New Jersey’s public transit agency announced on 26 January that it is scrapping plans for a backup power plant that would have been fuelled by natural gas, in response to the activities of environmental justice advocates who have targeted it and several other power plants in largely minority areas.

NJ Transit said it will be redirecting $503 million in federal funding that would have been used to build the backup system, called the TransitGrid Microgrid Central Facility, MCF, to other resiliency projects scattered around northern and central New Jersey.

The project had become a significant social justice issue. The backup plant was to have been built in Kearny, a low-income community near Newark, the state’s largest city and home to another intensively fought plan for a similar backup power project for a sewage treatment plant.

“A … review of industry proposals for the MCF revealed that the project was not financially feasible,” NJ Transit said in a company statement. “Further, since this project was originally designed, multiple improvements to the affected power grid have been enacted that have functionally made the MCF as envisioned at that time much less necessary than other critical resiliency projects.”

The agency said a utility, PSE&G, has made significant investments in power grid resiliency throughout the region that has greatly increased power reliability.

The move was hailed by opponents who said it would have added yet another polluting project to communities that are already overburdened with them — despite a state law signed in 2020 by Democratic Gov. Phil Murphy that is supposed to prevent that from happening.

“This is a victory for the grassroots activists who never stopped pushing the Murphy administration to reject a scheme to place a new fossil fuel project near communities that have suffered from decades of industrial pollution,” said Matt Smith, New Jersey director of the environmental group Food & Water Watch.

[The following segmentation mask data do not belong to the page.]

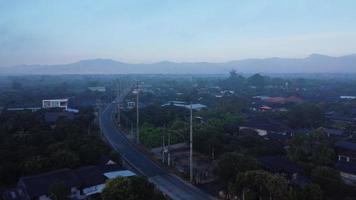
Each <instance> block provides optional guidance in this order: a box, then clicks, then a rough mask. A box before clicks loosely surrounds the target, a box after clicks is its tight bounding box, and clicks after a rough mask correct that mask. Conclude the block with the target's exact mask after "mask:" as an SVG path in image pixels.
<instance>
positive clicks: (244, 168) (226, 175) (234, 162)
mask: <svg viewBox="0 0 356 200" xmlns="http://www.w3.org/2000/svg"><path fill="white" fill-rule="evenodd" d="M258 168H259V163H258V161H257V160H256V159H255V158H253V157H251V156H247V155H243V154H240V153H234V152H232V153H225V154H223V155H222V156H221V157H220V158H219V160H218V163H217V166H216V168H215V169H214V172H215V173H216V175H217V176H218V177H219V179H220V181H222V182H223V183H225V184H228V183H230V182H231V181H233V180H234V179H235V177H236V176H237V174H238V173H241V172H245V171H247V170H256V169H258Z"/></svg>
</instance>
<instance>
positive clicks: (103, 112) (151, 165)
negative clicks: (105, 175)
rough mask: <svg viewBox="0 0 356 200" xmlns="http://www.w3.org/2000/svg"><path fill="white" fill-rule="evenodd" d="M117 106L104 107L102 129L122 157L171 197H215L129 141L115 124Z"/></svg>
mask: <svg viewBox="0 0 356 200" xmlns="http://www.w3.org/2000/svg"><path fill="white" fill-rule="evenodd" d="M117 100H118V101H120V100H121V99H119V98H118V99H117ZM116 108H117V105H116V104H114V103H111V104H109V105H108V106H107V107H106V108H105V109H104V111H103V112H102V114H101V116H100V118H101V129H102V132H103V135H104V136H105V138H106V139H107V141H108V142H109V143H110V145H111V146H112V148H114V149H115V151H117V152H118V153H120V155H121V156H122V158H123V159H124V160H125V161H127V162H128V163H129V164H130V166H132V167H133V168H135V169H136V170H137V171H138V172H140V174H142V175H144V176H146V177H148V179H149V181H150V182H152V183H154V184H155V186H156V187H157V188H158V189H159V190H161V191H162V192H163V193H165V194H167V195H168V196H169V197H170V198H171V199H174V200H181V199H187V200H190V199H191V200H205V199H214V198H213V197H211V196H209V195H208V194H206V193H204V192H202V191H201V190H199V189H198V188H196V187H194V186H193V185H191V184H190V183H187V182H185V181H184V180H182V179H181V178H179V177H177V176H175V175H172V174H169V173H168V172H167V171H166V170H164V169H162V168H161V167H160V166H158V165H157V164H156V163H154V162H153V161H152V160H150V159H149V158H148V157H147V156H146V155H145V154H144V153H143V152H141V151H140V150H139V149H137V147H136V146H135V145H133V144H132V143H131V142H130V141H128V139H127V138H126V137H125V136H124V134H122V133H121V132H120V130H118V129H117V127H116V125H115V124H114V123H115V122H114V120H113V116H114V113H115V109H116Z"/></svg>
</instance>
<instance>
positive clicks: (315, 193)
mask: <svg viewBox="0 0 356 200" xmlns="http://www.w3.org/2000/svg"><path fill="white" fill-rule="evenodd" d="M297 199H303V200H322V199H323V192H322V190H321V188H320V186H319V185H318V184H315V183H310V184H307V185H305V186H302V188H300V189H299V190H297Z"/></svg>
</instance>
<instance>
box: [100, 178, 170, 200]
mask: <svg viewBox="0 0 356 200" xmlns="http://www.w3.org/2000/svg"><path fill="white" fill-rule="evenodd" d="M101 196H102V199H103V200H142V199H147V200H160V199H161V200H163V199H165V198H164V197H163V195H162V194H161V193H160V192H158V191H155V189H154V185H153V184H152V183H150V182H148V181H147V180H146V179H145V178H143V177H139V176H133V177H119V178H116V179H113V180H110V181H109V182H107V183H106V187H105V188H104V190H103V192H102V194H101Z"/></svg>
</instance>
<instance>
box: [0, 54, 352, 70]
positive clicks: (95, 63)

NJ Transit said the money will instead be spent on the replacement of a bridge over the Raritan River, as well as upgrades to the Hoboken Rail Terminal and the expansion of a rail storage yard in New Brunswick, where 120 rail cars could be stored in an area considered to be out of danger of flooding.

Cancellation of the Kearny project immediately led to renewed calls by the same advocates for a similar plan to be cancelled at the Passaic Valley Sewerage Commission in Newark. That plan is still pending.